MEDICARE REIMBURSEMENT. Nearly all of our properties are used as healthcare
facilities; therefore, we are directly affected by the risk associated with the
healthcare industry. Our lessees and mortgagors, as well as the facility owned
and operated for our own account, derive a substantial portion of their net
operating revenues from third-party payors, including the Medicare and Medicaid
programs. These programs are highly regulated by federal, state and local laws,
rules and regulations and subject to frequent and substantial change. The
Balanced Budget Act of 1997 ("Balanced Budget Act") significantly reduced
spending levels for the Medicare and Medicaid programs. Due to the
implementation of the terms of the Balanced Budget Act, effective July 1, 1998,
the majority of skilled nursing facilities shifted from payments based on
reasonable cost to a prospective payment system for services provided to
Medicare beneficiaries. Under the prospective payment system, skilled nursing
facilities are paid on a per diem prospective case-mix adjusted payment basis
for all covered services. Implementation of the prospective payment system has
affected each long-term care facility to a different degree, depending upon the
amount of revenue it derives from Medicare patients. Long-term care facilities
have had to attempt to restructure their operations to operate profitably under
the new Medicare prospective payment system reimbursement policies.

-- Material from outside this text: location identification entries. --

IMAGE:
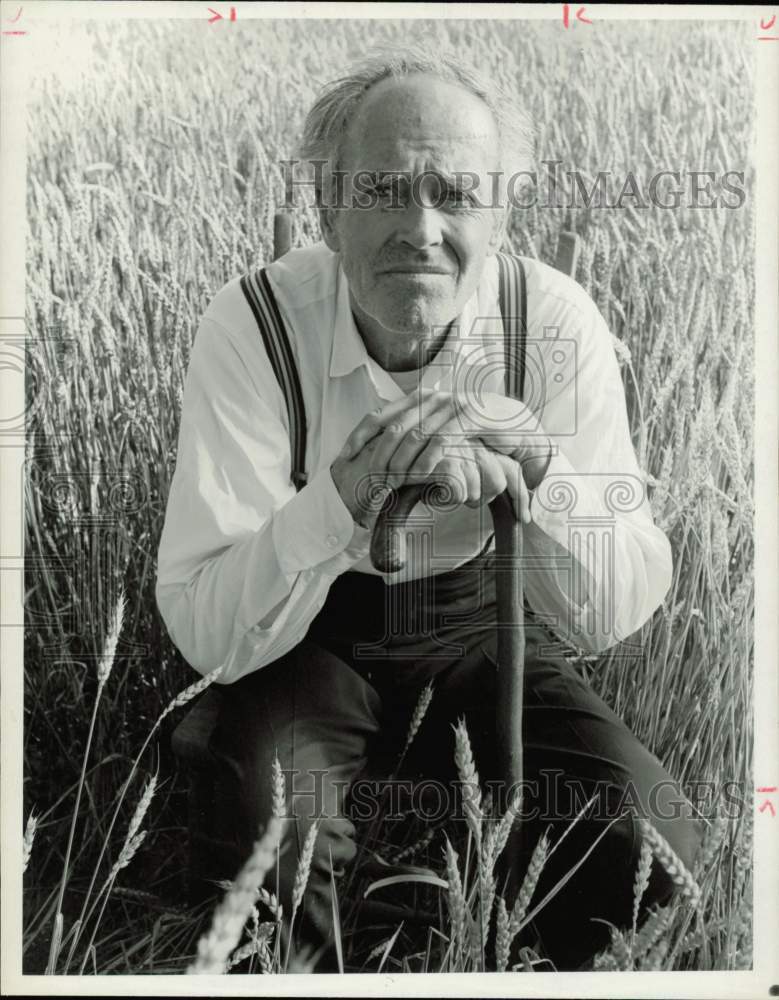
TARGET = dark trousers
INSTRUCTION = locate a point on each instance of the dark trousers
(337, 708)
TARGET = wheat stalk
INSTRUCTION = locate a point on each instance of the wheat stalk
(455, 898)
(27, 842)
(529, 883)
(683, 880)
(215, 947)
(469, 779)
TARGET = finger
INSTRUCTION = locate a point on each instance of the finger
(374, 422)
(470, 466)
(449, 471)
(493, 479)
(515, 484)
(406, 436)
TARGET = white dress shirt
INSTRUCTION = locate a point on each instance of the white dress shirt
(245, 561)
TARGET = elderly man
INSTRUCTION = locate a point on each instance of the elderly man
(397, 340)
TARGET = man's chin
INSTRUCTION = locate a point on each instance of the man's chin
(413, 319)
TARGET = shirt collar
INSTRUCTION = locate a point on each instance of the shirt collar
(348, 350)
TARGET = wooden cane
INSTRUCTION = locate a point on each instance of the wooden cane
(388, 555)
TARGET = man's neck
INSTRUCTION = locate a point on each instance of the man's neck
(395, 352)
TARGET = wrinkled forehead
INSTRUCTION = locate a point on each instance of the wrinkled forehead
(419, 123)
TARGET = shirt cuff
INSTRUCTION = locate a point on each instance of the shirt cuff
(313, 526)
(560, 491)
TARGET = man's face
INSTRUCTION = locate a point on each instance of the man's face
(415, 256)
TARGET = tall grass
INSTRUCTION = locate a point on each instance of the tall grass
(152, 182)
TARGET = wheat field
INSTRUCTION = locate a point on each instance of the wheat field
(153, 177)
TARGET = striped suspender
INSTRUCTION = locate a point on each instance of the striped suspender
(262, 303)
(512, 293)
(256, 287)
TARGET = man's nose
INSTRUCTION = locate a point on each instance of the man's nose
(420, 225)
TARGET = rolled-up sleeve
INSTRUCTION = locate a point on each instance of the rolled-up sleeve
(596, 564)
(245, 561)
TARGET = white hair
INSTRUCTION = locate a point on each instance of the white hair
(328, 120)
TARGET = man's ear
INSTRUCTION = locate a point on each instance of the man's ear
(327, 224)
(498, 233)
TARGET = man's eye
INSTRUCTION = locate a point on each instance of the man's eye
(385, 190)
(457, 197)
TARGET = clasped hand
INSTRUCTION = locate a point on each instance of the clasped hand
(433, 436)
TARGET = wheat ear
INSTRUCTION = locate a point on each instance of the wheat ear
(671, 862)
(230, 916)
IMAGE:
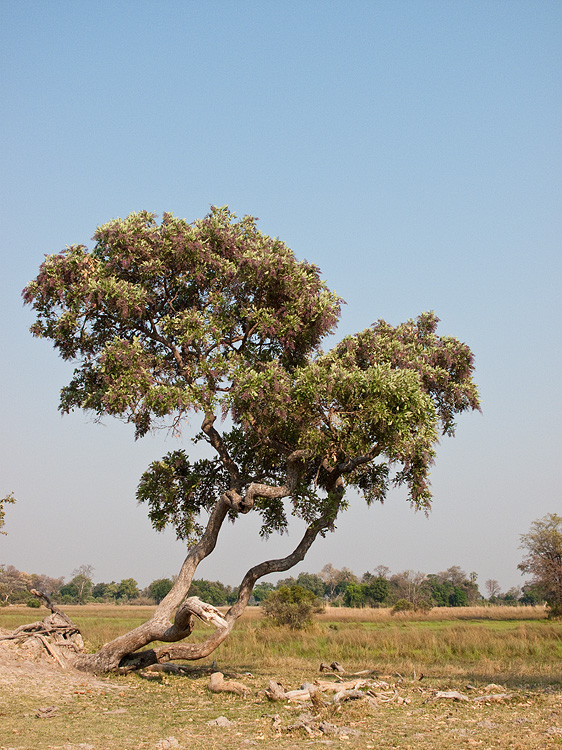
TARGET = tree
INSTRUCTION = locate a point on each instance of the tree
(543, 545)
(292, 606)
(5, 501)
(214, 318)
(493, 588)
(158, 589)
(127, 589)
(14, 585)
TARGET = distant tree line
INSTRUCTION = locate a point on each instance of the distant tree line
(337, 587)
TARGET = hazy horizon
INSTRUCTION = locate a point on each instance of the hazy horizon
(411, 150)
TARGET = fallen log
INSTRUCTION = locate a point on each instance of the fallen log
(217, 684)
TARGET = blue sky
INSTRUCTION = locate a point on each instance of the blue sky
(411, 149)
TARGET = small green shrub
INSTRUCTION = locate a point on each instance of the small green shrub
(292, 606)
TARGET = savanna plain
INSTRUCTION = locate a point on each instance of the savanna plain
(504, 664)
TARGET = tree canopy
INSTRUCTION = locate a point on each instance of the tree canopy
(214, 318)
(543, 559)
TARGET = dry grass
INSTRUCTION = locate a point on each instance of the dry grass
(522, 652)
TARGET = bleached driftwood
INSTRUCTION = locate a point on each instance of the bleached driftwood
(217, 684)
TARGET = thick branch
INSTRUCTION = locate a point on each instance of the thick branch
(245, 503)
(201, 650)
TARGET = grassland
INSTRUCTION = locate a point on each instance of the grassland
(517, 649)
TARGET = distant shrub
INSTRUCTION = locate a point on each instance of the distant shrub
(291, 606)
(402, 605)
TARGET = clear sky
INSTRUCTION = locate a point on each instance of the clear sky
(410, 149)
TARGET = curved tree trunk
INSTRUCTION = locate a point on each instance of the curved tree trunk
(124, 650)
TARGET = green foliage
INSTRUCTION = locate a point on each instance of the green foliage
(262, 590)
(168, 319)
(9, 499)
(127, 589)
(291, 606)
(157, 590)
(543, 546)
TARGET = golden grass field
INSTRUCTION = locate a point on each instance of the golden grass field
(464, 649)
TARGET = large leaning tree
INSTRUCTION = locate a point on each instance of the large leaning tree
(216, 321)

Legislation adopted in 1999 and 2000 increased Medicare payments to nursing
facilities and specialty care facilities on an interim basis. Section 101 of the
Balanced Budget Relief Act of 1999 ("Balanced Budget Relief Act") included a 20%
increase for 15 patient acuity categories (known as Resource Utilization Groups
("RUGS")) and a 4% across the board increase of the adjusted federal per diem
payment rate. The 20% increase was implemented in April 2000 and will remain in
effect until the implementation of refinements in the current RUG case-mix
classification system to more accurately estimate the cost of non-therapy
ancillary services. The 4% increase was implemented in April 2000 and expired
October 1, 2002.

The Benefits Improvement and Protection Act of 2000 ("Benefits Improvement
and Protection Act") included a 16.7% increase in the nursing component of the
case-mix adjusted federal periodic payment rate and a 6.7% increase in the 14
RUG payments for rehabilitation therapy services. The 16.7% increase was
implemented in April 2000 and expired October 1, 2002. The 6.7% increase is an
adjustment to the 20% increase granted in the Balance Budget Relief Act and
spreads the funds directed at three of those 15 RUGs to an additional 11
rehabilitation RUGs. The increase was implemented in April 2001 and will remain
in effect until the implementation of refinements in the current RUG case-mix
classification system.

The expiration of the 4% and 16.7% increases under these statutes as of
October 1, 2002 has had an adverse impact on the revenues of the operators of
nursing facilities and has negatively impacted some operators' ability to
satisfy their monthly lease or debt payments to us. Medicare reimbursement could
be further reduced when the Centers for Medicare & Medicaid Services ("CMS")
completes its RUG refinement, thereby triggering the sunset of the temporary 20%
and 6.7% increases also established under these statutes.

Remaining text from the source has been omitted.